What’s Baking at Junction Bakery & Bistro

How co-owner Nathan Hatfield got his start. And what's in the oven now.

Nathan Hatfield got his start in the restaurant business like many chefs—he fell into it. The Fort Worth, Texas, native was working as a dishwasher in a New England eatery when its baker left. That’s when Hatfield, now 36, said bye-bye to college. By 2003 he was in Alexandria, where he spent the next nine years working for chef Cathal Armstrong—first at Restaurant Eve, and then at the market café Society Fair, where folks couldn’t get enough of Hatfield’s fruit-and-nut bread, pullman loaf (sandwich bread) and brioche. Most recently, Hatfield spent two years at Le Diplomate in the District before opening Junction Bakery & Bistro in Del Ray, in July, with restaurateur Noe Landini. www.junctionbakery.com

Who taught you the most about baking?

Master baker Jeffrey Hamelman in Norwich, Vermont. He’s the bakery director for King Arthur Flour. I took classes with him.
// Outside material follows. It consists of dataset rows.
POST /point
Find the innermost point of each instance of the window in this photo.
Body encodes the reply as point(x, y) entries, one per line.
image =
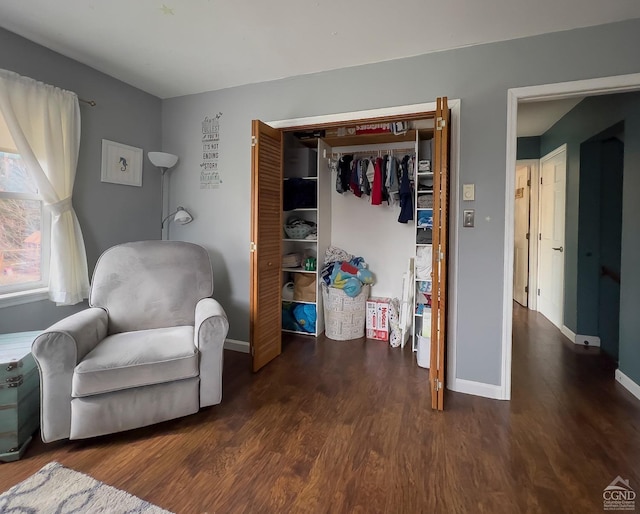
point(24, 229)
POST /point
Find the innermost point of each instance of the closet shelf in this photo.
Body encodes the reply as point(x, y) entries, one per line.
point(298, 270)
point(363, 139)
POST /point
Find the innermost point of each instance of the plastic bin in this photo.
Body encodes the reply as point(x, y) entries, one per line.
point(344, 316)
point(423, 354)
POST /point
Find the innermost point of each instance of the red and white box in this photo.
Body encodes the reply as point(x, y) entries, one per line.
point(378, 318)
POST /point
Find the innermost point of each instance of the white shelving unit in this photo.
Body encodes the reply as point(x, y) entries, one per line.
point(423, 214)
point(300, 165)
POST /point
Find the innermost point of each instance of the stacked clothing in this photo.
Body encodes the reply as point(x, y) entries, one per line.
point(344, 271)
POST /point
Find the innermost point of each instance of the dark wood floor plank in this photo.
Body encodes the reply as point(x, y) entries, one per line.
point(346, 427)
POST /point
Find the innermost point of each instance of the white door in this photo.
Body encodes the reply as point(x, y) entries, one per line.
point(551, 249)
point(521, 236)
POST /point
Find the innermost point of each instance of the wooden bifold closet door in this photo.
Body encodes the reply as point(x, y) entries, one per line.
point(440, 240)
point(266, 240)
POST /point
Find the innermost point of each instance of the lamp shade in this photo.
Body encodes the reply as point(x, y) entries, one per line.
point(162, 159)
point(182, 216)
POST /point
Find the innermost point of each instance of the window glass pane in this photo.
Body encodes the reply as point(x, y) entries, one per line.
point(20, 248)
point(13, 175)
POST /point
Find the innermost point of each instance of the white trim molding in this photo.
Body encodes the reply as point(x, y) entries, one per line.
point(604, 85)
point(568, 333)
point(236, 346)
point(460, 385)
point(583, 340)
point(628, 384)
point(22, 297)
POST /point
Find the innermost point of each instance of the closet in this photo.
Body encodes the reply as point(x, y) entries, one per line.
point(280, 161)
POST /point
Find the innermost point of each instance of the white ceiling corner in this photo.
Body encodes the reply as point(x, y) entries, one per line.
point(178, 47)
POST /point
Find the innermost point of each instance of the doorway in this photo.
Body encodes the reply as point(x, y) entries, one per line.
point(592, 87)
point(550, 291)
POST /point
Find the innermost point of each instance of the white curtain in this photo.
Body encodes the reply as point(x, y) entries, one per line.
point(44, 122)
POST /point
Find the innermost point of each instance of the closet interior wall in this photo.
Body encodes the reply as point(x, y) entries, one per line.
point(373, 231)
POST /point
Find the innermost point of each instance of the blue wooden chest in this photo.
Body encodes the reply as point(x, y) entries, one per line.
point(19, 394)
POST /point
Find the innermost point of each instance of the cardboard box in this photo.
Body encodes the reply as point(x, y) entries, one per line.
point(377, 323)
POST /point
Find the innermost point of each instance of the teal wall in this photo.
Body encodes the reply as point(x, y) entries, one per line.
point(528, 148)
point(589, 118)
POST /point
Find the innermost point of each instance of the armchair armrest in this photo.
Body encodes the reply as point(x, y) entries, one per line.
point(210, 331)
point(57, 351)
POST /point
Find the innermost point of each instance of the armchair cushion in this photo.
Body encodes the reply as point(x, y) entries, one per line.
point(134, 359)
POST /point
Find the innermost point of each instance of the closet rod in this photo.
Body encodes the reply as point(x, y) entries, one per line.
point(377, 153)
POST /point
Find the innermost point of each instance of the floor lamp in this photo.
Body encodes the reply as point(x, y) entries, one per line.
point(164, 162)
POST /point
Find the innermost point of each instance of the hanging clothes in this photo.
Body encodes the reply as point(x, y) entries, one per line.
point(406, 193)
point(376, 189)
point(344, 170)
point(354, 182)
point(365, 184)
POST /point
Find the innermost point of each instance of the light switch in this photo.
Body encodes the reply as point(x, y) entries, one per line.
point(468, 192)
point(468, 217)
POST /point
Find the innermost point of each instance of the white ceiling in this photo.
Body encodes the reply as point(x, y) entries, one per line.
point(178, 47)
point(535, 118)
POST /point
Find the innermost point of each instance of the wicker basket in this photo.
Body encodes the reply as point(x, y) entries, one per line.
point(344, 317)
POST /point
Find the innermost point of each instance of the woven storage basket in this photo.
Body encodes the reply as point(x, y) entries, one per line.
point(344, 317)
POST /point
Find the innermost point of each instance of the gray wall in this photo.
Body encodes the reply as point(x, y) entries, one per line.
point(528, 148)
point(108, 213)
point(479, 76)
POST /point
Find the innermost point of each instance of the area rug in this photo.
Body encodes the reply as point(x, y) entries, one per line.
point(56, 489)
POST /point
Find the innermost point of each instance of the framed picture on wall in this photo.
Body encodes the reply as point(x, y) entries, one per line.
point(121, 164)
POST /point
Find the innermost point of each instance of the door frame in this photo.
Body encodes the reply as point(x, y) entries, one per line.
point(557, 91)
point(454, 160)
point(534, 177)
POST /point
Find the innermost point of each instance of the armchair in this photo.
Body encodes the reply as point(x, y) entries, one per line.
point(148, 349)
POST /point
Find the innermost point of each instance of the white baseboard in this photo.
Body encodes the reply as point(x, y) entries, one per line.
point(476, 388)
point(592, 340)
point(568, 333)
point(236, 346)
point(628, 384)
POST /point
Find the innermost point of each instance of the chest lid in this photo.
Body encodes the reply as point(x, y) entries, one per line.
point(15, 353)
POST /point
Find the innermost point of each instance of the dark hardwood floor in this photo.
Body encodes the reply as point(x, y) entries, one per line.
point(342, 427)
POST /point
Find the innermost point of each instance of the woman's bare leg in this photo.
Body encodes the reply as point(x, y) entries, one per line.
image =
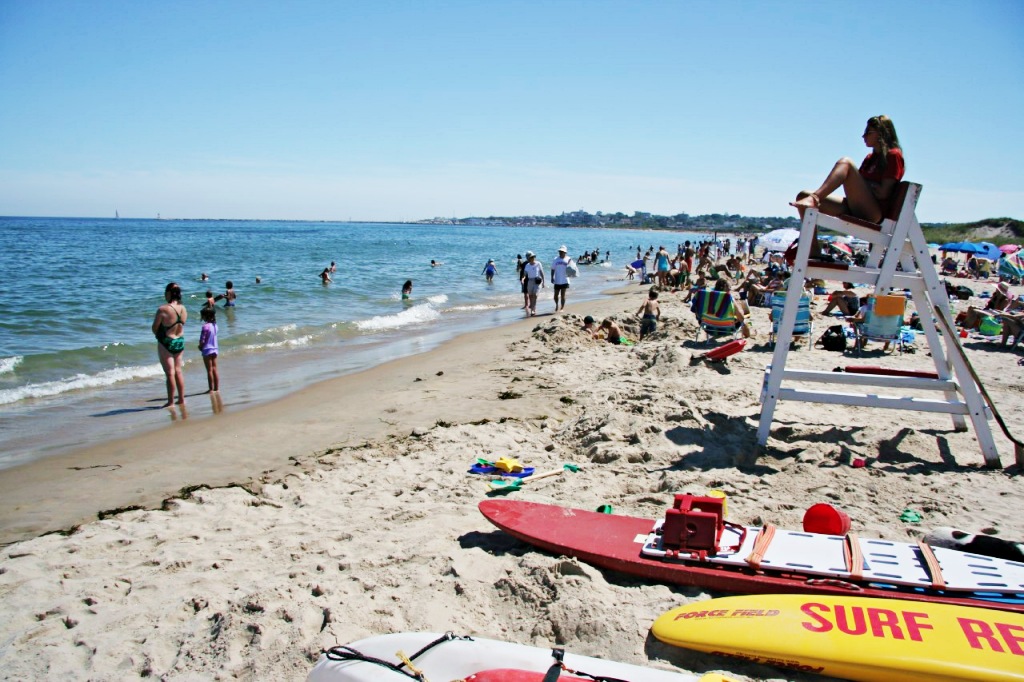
point(179, 378)
point(859, 198)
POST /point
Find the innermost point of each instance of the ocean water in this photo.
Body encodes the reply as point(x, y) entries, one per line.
point(78, 361)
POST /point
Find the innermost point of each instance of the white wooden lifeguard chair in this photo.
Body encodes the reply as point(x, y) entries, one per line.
point(897, 241)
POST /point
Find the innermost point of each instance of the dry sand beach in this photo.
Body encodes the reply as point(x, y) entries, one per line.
point(345, 510)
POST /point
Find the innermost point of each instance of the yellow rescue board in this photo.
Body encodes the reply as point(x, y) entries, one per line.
point(855, 638)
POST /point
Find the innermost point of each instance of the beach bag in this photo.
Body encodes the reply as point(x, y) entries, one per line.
point(990, 327)
point(834, 339)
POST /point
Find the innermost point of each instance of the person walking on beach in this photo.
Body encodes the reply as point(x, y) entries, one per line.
point(208, 346)
point(559, 275)
point(650, 312)
point(662, 266)
point(532, 274)
point(869, 188)
point(489, 270)
point(169, 328)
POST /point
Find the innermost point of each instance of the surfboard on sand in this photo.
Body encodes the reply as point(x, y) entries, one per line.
point(724, 351)
point(792, 561)
point(854, 638)
point(476, 659)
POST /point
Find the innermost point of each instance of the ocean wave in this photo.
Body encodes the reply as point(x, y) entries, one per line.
point(8, 364)
point(414, 315)
point(291, 327)
point(476, 307)
point(285, 343)
point(78, 382)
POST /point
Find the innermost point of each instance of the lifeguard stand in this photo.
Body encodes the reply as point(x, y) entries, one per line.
point(897, 241)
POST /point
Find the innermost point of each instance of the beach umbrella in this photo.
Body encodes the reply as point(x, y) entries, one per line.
point(778, 240)
point(961, 247)
point(988, 251)
point(1012, 266)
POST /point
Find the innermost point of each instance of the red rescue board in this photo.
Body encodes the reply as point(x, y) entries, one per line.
point(725, 350)
point(613, 542)
point(890, 372)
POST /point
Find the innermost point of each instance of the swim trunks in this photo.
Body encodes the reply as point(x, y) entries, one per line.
point(173, 346)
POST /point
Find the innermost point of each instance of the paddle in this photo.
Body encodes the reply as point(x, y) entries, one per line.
point(516, 483)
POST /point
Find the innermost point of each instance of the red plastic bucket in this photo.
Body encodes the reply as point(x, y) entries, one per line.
point(825, 519)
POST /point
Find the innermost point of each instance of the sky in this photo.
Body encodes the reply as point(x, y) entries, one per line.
point(380, 110)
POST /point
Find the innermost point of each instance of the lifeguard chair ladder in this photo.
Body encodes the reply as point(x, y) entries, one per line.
point(897, 241)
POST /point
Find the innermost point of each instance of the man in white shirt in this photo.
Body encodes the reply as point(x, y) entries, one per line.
point(559, 275)
point(532, 272)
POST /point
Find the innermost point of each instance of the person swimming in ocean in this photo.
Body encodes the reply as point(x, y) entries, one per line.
point(489, 270)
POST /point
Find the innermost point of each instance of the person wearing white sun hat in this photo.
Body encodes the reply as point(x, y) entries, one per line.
point(559, 275)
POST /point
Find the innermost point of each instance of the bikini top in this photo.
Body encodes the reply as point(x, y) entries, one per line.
point(164, 328)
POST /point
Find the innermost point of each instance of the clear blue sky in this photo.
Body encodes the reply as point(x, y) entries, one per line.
point(380, 110)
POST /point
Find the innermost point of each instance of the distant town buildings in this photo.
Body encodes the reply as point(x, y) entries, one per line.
point(639, 219)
The rest was just me messing up a whole lot of bread.
How did the dream of your own bakery become a reality?

My friend Tami [Hatridge, Junction Bakery’s general manager] was a bartender at Landini Brothers restaurant in Alexandria. Noe Landini told her he was thinking about opening a bakery so he could get bread for his places at a good price. We were introduced in the fall of 2015 and we had a piece of property by Christmas.

What is a typical day like?

Long and early. I get there at 3 a.m. and start mixing and baking bread. At around 2 p.m., I transition into my chef job and start prepping for dinner.

What was the hardest thing to perfect?

Baguettes were the hardest—to get the shaping, scoring and crumb to coincide. It’s a tricky, tricky bread that likes to show you your mistakes at every turn.

Which items are the biggest sellers at Junction?

Classic and country breakfast sandwiches, and all the croissants.

What’s the most decadent thing on the menu?

The chocolate cake with hazelnut buttercream. It’s a super-moist chocolate cake. I got the recipe from the very first place I worked when I was in college.

Some Yelp reviews have complained about the prices.

They are unforgiving, but I’ve learned to ignore them. I take it with a grain of salt. People looking for a bargain or discount food have gone elsewhere. People who like quality have found us.